The Democratic senators would, of course, characterize their own motivation differently. They would argue their criticisms are principled opposition to provisions they view as harmful.
”Most Conservative Bill In My Lifetime”
Miller’s summary. “This is the most conservative bill in my lifetime. Tax cuts, defense, border security, homeland security, welfare reform, and the largest spending cut in one bill that has ever been enacted.”
The claim is substantial. Miller is positioning the bill as the most conservative single piece of legislation enacted during his lifetime. That lifetime includes the Reagan tax cuts, the 1996 welfare reform, the 2017 Tax Cuts and Jobs Act, and various other conservative legislation.
Whether the current bill exceeds those prior milestones is a judgment call. What is clear is that the current bill combines multiple conservative priorities into a single legislative vehicle in a way that is unusual. Prior conservative legislation typically addressed one or two priority areas. The current bill addresses tax cuts, defense, border security, homeland security, welfare reform, and spending cuts simultaneously.
The Day’s Political Math
The day’s coverage captures the administration’s operating rhythm. Bessent sells the bill on CNBC. Warren attacks the bill in the Senate. Fetterman expresses procedural frustration. Miller defends the bill exhaustively.

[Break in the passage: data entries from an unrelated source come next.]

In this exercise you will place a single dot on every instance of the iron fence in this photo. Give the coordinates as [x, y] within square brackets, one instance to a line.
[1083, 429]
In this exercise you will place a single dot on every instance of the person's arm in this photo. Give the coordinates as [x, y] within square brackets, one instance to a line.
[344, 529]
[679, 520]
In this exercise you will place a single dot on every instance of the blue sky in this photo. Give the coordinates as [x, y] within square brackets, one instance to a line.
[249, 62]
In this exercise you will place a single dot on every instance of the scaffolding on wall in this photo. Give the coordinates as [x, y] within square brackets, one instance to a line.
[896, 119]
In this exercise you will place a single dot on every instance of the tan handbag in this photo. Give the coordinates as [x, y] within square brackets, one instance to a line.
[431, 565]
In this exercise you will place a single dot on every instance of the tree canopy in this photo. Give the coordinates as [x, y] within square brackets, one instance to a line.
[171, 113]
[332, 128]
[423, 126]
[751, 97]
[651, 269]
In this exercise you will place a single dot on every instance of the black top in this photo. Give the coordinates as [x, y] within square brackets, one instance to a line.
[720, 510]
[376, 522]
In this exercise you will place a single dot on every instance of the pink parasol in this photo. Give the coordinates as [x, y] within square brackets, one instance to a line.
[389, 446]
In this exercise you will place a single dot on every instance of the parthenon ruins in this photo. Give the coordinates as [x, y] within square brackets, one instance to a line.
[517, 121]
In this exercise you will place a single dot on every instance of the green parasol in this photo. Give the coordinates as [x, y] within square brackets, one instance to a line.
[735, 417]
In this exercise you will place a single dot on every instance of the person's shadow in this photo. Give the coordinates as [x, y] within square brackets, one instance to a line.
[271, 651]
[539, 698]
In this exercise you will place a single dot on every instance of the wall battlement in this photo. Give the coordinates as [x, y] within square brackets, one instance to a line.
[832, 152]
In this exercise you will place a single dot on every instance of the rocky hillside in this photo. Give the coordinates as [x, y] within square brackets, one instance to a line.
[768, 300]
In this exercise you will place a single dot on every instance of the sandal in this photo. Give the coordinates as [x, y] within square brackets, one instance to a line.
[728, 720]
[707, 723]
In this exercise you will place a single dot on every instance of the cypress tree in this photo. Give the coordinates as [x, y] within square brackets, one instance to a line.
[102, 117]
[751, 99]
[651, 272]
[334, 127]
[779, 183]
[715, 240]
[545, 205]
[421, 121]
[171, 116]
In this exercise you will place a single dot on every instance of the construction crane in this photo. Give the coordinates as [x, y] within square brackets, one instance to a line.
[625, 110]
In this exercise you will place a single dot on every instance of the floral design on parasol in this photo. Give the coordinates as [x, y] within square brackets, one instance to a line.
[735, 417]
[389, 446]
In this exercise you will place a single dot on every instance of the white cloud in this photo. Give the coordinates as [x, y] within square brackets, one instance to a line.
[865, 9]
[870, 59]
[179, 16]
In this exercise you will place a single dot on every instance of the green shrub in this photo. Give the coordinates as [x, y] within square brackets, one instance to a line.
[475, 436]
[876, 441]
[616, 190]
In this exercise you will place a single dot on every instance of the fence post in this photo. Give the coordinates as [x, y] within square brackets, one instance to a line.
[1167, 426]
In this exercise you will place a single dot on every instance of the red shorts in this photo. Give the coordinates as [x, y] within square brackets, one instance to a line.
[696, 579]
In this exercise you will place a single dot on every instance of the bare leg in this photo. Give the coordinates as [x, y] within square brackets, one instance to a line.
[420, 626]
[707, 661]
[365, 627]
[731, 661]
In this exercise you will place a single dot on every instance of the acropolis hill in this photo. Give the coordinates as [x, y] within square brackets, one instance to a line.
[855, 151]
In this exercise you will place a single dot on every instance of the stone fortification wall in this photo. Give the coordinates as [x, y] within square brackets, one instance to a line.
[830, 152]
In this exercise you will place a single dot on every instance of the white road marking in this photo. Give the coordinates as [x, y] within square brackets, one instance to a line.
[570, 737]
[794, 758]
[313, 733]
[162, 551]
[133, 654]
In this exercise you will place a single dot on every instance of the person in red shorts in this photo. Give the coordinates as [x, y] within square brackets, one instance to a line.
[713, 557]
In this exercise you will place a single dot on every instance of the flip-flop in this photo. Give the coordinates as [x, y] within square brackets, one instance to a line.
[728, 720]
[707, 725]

Each player operates within their specific role. The cumulative effect is the bill’s continued progress toward passage despite sustained Democratic opposition. The administration has the votes because Republican unity has held, despite the margin being narrow.
Key Takeaways
- CNBC: “$121 billion has flowed into the US government since the start of the fiscal year” from tariffs, with June projected to add “$27 billion.”
- The consumer inflation observation: “especially since we haven’t seen it in terms of the consumer paying off higher inflation.”
- Bessent on the bill: “an 11% cut in non-discretionary spending…we are going to bend the curve, bring the debt levels down.”
- Fetterman’s candor: “Oh my God, I just want to go home. I’ve missed our entire trip to the beach.”
- Miller’s catalogue: “the most far-reaching border security proposal…the largest tax cut and reform in American history…the largest welfare reform in American history…the most conservative bill in my lifetime.”